Zhen-Li is one of Red Ink’s triumvirate of main characters. She is imprisoned for actively proselytizing her Christian faith against the restrictions set in place by the People’s Republic of China. She is forced to leave behind her husband and young son in order to be “re-educated.” Tai Tong, one of the guards, makes it his personal mission to break her. He will either get her to sign a legal document denying her God or he will force her to become his personal sex slave for the remainder of her 10-year sentence.
Maggie is a disaffected American teenager. Bored with her life and dismissive of her parents, she falls for the false charm and insincere attention of a drug-dealing Lothario. He lowers her inhibitions with his chemical substances and shakes off her hesitation with his physical intimacy. It’s not long before he has complete control over her mind, heart, and body.

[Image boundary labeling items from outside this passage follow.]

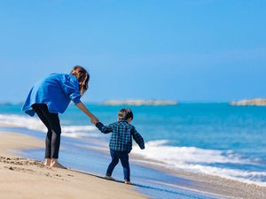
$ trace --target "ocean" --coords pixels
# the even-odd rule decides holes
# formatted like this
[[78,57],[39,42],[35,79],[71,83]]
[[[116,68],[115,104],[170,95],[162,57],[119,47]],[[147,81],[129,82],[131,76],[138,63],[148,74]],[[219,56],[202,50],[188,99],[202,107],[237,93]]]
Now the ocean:
[[[106,125],[117,120],[120,109],[129,107],[97,103],[88,103],[86,106]],[[134,157],[140,157],[138,161],[137,158],[135,160],[136,167],[145,170],[144,165],[146,162],[170,171],[200,172],[266,187],[266,107],[231,106],[227,103],[180,103],[177,105],[129,108],[134,113],[132,124],[145,142],[145,149],[141,150],[134,145],[131,151]],[[44,126],[36,116],[31,118],[20,109],[21,104],[0,104],[0,129],[34,134],[44,139]],[[90,119],[73,104],[59,118],[63,138],[60,156],[63,158],[64,150],[72,151],[72,155],[65,155],[66,165],[95,172],[102,168],[104,174],[109,161],[110,134],[101,134],[90,124]],[[36,132],[40,135],[36,135]],[[92,149],[95,152],[85,156],[89,153],[86,149]],[[98,153],[104,154],[100,151],[106,152],[101,155],[107,159],[105,163],[97,159],[100,156]],[[44,151],[31,150],[24,155],[43,159]],[[90,162],[86,158],[91,157],[94,157],[94,165],[88,165]],[[74,161],[67,162],[66,157]],[[82,162],[86,164],[82,165]],[[118,167],[116,170],[121,170],[121,166]],[[149,169],[149,172],[144,172],[156,171]],[[121,172],[114,175],[122,180]],[[165,173],[164,179],[172,178],[167,175]],[[141,176],[136,176],[137,181],[137,178]],[[159,180],[160,177],[156,180]],[[143,186],[149,187],[150,184],[146,182]],[[160,189],[160,187],[153,188]],[[167,190],[169,194],[175,194],[176,188],[172,186]],[[183,198],[186,198],[185,195]]]

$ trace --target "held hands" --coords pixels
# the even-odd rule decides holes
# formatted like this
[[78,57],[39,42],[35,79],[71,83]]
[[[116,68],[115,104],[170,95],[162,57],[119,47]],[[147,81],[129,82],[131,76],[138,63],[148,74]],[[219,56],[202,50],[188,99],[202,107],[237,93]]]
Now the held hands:
[[95,116],[90,117],[90,122],[94,125],[96,125],[98,122],[99,122],[98,119]]

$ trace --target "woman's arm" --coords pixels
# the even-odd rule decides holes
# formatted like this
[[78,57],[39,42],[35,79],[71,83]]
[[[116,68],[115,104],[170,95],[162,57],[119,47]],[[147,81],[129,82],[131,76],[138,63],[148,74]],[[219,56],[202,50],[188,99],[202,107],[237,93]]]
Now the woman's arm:
[[75,104],[82,112],[84,112],[87,116],[90,118],[90,122],[96,125],[99,120],[96,118],[85,106],[84,104],[80,102]]

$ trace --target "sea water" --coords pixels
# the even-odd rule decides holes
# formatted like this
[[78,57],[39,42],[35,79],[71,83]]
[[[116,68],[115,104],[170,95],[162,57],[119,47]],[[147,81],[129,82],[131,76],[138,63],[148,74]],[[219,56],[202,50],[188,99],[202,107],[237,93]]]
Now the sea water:
[[[86,106],[106,125],[117,120],[120,109],[129,108]],[[26,115],[20,108],[21,104],[1,104],[0,126],[45,133],[37,117]],[[135,145],[132,154],[172,170],[266,186],[266,107],[181,103],[129,108],[134,113],[132,124],[145,141],[145,149]],[[59,118],[63,136],[80,145],[88,141],[107,149],[110,135],[101,134],[74,105]]]

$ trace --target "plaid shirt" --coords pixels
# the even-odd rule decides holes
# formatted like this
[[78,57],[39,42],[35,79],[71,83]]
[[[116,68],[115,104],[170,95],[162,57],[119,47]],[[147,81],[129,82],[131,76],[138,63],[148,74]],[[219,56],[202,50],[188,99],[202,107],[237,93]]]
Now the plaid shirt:
[[[113,150],[130,151],[132,149],[132,138],[138,144],[140,149],[145,149],[145,142],[142,136],[137,132],[135,126],[125,119],[121,119],[108,126],[104,126],[101,122],[96,126],[104,134],[113,132],[109,147]],[[132,135],[132,136],[131,136]]]

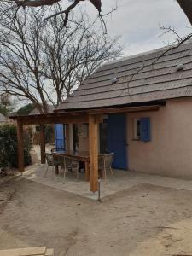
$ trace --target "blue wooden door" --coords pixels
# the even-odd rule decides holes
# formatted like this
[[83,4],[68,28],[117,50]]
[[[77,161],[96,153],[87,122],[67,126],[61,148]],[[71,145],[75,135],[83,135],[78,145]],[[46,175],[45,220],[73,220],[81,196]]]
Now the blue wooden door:
[[55,125],[55,143],[56,150],[65,150],[65,126],[63,124]]
[[113,167],[126,170],[128,167],[126,115],[109,114],[108,130],[108,151],[114,153]]

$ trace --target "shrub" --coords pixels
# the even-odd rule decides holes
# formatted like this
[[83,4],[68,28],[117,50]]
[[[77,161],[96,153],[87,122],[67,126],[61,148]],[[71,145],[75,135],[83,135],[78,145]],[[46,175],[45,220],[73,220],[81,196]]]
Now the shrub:
[[[27,166],[32,163],[30,150],[32,148],[32,138],[24,131],[24,163]],[[0,167],[17,167],[17,132],[15,125],[0,125]]]

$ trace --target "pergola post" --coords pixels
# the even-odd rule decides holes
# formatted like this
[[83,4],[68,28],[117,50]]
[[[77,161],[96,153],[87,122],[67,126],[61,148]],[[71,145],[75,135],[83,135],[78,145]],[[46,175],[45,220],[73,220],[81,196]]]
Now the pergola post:
[[90,190],[98,191],[98,123],[89,115]]
[[17,150],[18,150],[18,169],[22,173],[24,172],[24,140],[23,124],[17,120]]
[[40,125],[41,164],[45,164],[45,134],[44,125]]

She is so head-over-heels in love with him that she is unaware of how she is playing right into his carefully laid trap.
Julia is a resident of a nursing home. In her younger days with her husband, she served as a Christian missionary to China. She has carried her faith with her into the twilight of her days. Through divine premonition, she feels compelled to pray for an unknown Chinese woman who she believes is in some kind of trouble. She also prays for Maggie, the wild child granddaughter of one of the residents, whom Julia also believes is in terrible danger. It is through the power of Julia’s devotion that the fates of Zhen-Li and Maggie are decided.
Red Ink is an impressive narrative construction. Ms. Macias masterfully weaves the three stories throughout the entire book. She never falters with pacing, point of view, or plot. The details are expertly drawn together for a satisfying conclusion. At times, the dialogue gets a bit didactic in tone and slightly repetitive in nature. The characters’ words are more palatable when they do not strain to carry the storyline, but instead come from the heart.
A portion of the ending also shifts in style to the melodramatic and the unbelievable. Yet Ms. Macias, without a doubt, successfully illustrates her main themes—of the equality of God’s love and the power of prayer—to her target Christian audience. Overall, Ms. Macias employs a masterful writing style delivering a powerful Christian message.